All Products
Search
Document Center

Alibaba Cloud Model Studio:Client events

Last Updated:Jan 21, 2026

This topic describes the client events for the qwen3-livetranslate-flash-realtime API.

Reference: Real-time audio and video translation - Qwen.

session.update

After you establish a WebSocket connection, send this event to update the default session configuration.

After the service receives the session.update event, it validates the parameters. If the parameters are invalid, the service returns a fault. If the parameters are valid, the service updates and returns the complete configuration.

type string (Required)

The event type. This must be set to session.update.

{
  "event_id": "event_ToPZqeobitzUJnt3QqtWg",
  "type": "session.update",
  "session": {
    "modalities": [
      "text",
      "audio"
    ],
    "voice": "Cherry",
    "input_audio_format": "pcm16",
    "output_audio_format": "pcm24",
    "input_audio_transcription": {
      "model": "qwen3-asr-flash-realtime",
      "language": "zh"
    },
    "translation": {
      "language": "en"
    }
  }
}

session object (Optional)

The session configuration.

Properties

modalities array (Optional)

The output modalities of the model. Valid values:

  • ["text"]

    Outputs text only.

  • ["text","audio"] (Default)

    Outputs text and audio.

voice string (Optional)

The voice for the generated audio. Valid values: Supported voices. Default value: Cherry.

input_audio_transcription object (Optional)

The configuration for the input audio.

Properties

model string (Optional)

The speech recognition model. If this parameter is configured, the server returns the speech recognition result (original text in the source language) of the input audio along with the translation.
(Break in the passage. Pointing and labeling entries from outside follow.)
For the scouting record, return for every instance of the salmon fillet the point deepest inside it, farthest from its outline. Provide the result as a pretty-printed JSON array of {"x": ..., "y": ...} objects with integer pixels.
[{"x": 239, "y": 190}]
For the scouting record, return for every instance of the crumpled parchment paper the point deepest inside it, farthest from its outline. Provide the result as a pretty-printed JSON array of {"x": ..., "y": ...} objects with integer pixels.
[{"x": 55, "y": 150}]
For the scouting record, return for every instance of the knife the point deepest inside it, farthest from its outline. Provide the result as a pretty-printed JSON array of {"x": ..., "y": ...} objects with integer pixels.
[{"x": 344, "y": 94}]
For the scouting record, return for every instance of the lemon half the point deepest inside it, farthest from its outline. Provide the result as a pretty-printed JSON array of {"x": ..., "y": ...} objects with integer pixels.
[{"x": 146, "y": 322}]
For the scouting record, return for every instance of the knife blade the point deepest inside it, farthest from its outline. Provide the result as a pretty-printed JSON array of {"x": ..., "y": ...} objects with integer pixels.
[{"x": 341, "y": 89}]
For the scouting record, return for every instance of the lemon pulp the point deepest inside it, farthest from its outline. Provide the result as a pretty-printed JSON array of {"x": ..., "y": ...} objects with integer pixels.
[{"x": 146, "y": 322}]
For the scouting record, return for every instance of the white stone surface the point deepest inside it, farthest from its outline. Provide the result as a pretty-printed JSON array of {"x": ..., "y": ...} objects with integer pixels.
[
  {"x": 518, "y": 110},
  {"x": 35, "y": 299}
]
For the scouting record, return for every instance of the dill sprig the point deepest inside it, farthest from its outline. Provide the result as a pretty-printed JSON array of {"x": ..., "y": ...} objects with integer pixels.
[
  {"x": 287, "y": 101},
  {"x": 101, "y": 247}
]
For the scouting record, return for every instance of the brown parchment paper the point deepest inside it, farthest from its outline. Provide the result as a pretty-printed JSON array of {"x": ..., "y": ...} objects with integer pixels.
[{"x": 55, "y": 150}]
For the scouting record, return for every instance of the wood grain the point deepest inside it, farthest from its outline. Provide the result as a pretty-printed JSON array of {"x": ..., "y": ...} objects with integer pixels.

The result is returned through the conversation.item.input_audio_transcription.text and conversation.item.input_audio_transcription.completed events.

Valid value: qwen3-asr-flash-realtime.

language string (Optional)

The source language for translation. Valid values: Supported languages. Default value: en.

input_audio_format string (Optional)

The format of the input audio. Currently, this parameter can only be set to pcm16.

output_audio_format string (Optional)

The format of the output audio. Currently, this parameter can only be set to pcm24.

translation object (Optional)

The translation configuration.

Properties

language string (Optional)

The target language for translation. Valid values: Supported languages. Default value: en.

input_audio_buffer.append

This event appends audio bytes to the input audio buffer. The service uses this buffer to detect speech and determine when to submit it.

type string (Required)

The event type. This must be set to input_audio_buffer.append.

{
    "event_id": "event_xxx",
    "type": "input_audio_buffer.append",
    "audio": "xxx"
}

audio string (Required)

The Base64-encoded audio data.

input_image_buffer.append

This event adds image data to the image buffer. The image can be from a local file or captured in real-time from a video stream.

The following limits apply to image inputs:

  • The image format must be JPG or JPEG. For optimal performance, a resolution of 480p or 720p is recommended. The maximum resolution is 1080p.

  • The size of a single image cannot exceed 500 KB before Base64 encoding.

  • The image data must be Base64-encoded.

  • The frequency for adding images to the buffer must not exceed 2 images per second.

  • You must send at least one input_audio_buffer.append event before you send an input_image_buffer.append event.

type string (Required)

The event type. This must be set to input_image_buffer.append.

{
    "event_id": "event_xxx",
    "type": "input_image_buffer.append",
    "image": "xxx"
}

image string (Required)

The Base64-encoded image data.

session.finish

Send this event to end the current session. After you send this event, the server responds as:

The client must disconnect after receiving the session.finished event.

type string (Required)

The event type. This must be set to session.finish.

{
    "event_id": "event_xxx",
    "type": "session.finish"
}